Il est vrai que les députés de la FI s’efforcent, au passage, de démasquer les contradictions et l’hypocrisie des députés du RN. Mais il ne faut pas surestimer la portée de ces joutes et manœuvres parlementaires, dont le détail n’intéresse pas la masse des travailleurs, en ce moment.
Par exemple, ce que votent et ne votent pas la FI ou le RN, à l’Assemblée nationale, n’est pas la préoccupation centrale des salariés qui sont menacés par l’actuelle vague de fermetures et de licenciements, dont l’ampleur pourrait concerner près de 200 000 emplois, selon diverses estimations. Ce n’est pas un amendement du groupe parlementaire de la FI qui va régler leur problème.
Il ne sera pas davantage réglé par l’appel platonique de Sophie Binet (CGT) à un « moratoire sur les licenciements », à des « assises de l’industrie » et au « conditionnement des aides publiques aux entreprises ».
Contre le saccage de l’économie et de l’emploi par une bourgeoisie assoiffée de profits et gavée de subventions publiques, il faut lutter pour l’occupation et l’expropriation, sous le contrôle des travailleurs, des entreprises qui ferment ou licencient.

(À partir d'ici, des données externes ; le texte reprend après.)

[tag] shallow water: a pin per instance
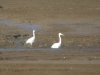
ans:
(53, 50)
(27, 26)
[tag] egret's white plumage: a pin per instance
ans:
(32, 39)
(57, 45)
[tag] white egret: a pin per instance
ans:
(31, 40)
(57, 45)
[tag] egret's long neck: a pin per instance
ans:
(34, 34)
(59, 39)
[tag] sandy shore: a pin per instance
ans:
(78, 20)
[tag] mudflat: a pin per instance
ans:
(78, 20)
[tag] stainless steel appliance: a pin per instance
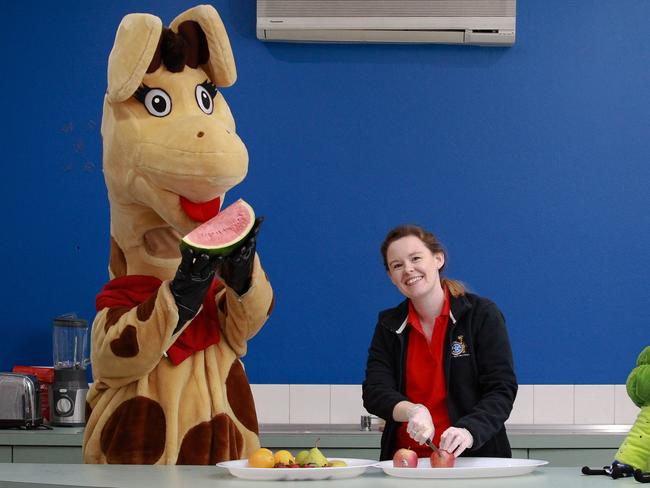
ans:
(20, 403)
(70, 387)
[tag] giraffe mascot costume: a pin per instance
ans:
(171, 326)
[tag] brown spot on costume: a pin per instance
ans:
(211, 442)
(134, 433)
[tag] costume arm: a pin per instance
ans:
(128, 343)
(241, 317)
(496, 379)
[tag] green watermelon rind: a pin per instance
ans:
(228, 247)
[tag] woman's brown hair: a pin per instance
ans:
(456, 288)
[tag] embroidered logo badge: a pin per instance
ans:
(459, 348)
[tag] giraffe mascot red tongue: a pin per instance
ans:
(169, 386)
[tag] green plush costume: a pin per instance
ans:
(633, 456)
(635, 450)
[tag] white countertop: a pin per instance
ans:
(112, 476)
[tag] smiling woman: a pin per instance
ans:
(439, 365)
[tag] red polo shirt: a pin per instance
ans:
(425, 376)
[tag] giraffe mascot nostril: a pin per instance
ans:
(633, 456)
(168, 384)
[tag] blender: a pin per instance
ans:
(70, 387)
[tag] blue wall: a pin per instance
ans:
(531, 163)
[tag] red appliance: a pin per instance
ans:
(45, 376)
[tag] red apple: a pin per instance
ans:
(405, 458)
(442, 459)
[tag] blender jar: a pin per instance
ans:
(69, 342)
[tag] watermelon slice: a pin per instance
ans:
(221, 234)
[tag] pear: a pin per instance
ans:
(316, 458)
(301, 458)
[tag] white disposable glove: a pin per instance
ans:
(455, 440)
(420, 426)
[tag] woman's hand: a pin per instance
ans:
(420, 426)
(455, 440)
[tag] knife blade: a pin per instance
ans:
(430, 443)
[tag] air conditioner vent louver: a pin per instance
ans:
(386, 8)
(480, 22)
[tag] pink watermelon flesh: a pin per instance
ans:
(222, 233)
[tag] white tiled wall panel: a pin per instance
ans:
(346, 405)
(625, 411)
(593, 404)
(271, 403)
(309, 404)
(553, 404)
(522, 410)
(535, 404)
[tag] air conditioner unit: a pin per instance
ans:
(479, 22)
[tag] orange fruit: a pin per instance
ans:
(262, 458)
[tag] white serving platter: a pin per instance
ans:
(465, 467)
(240, 469)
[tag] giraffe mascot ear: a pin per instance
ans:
(136, 44)
(202, 25)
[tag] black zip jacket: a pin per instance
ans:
(477, 360)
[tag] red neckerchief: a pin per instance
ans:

Cette revendication devrait occuper une place centrale dans la préparation systématique d’un vaste mouvement social, sous la forme de grèves reconductibles, contre l’ensemble de la politique réactionnaire du gouvernement et de la bourgeoisie. Alors, les « trumpistes » français – le RN et ses alliés – ne seraient pas seulement démasqués ; ils seraient aussi marginalisés par le développement de la lutte des classes, qu’ils craignent comme les vampires redoutent la lumière.
Sommaire
Une leçon américaine - Editio du n°85
Succès de nos écoles communistes
Participe au congrès fondateur du Parti Communiste Révolutionnaire !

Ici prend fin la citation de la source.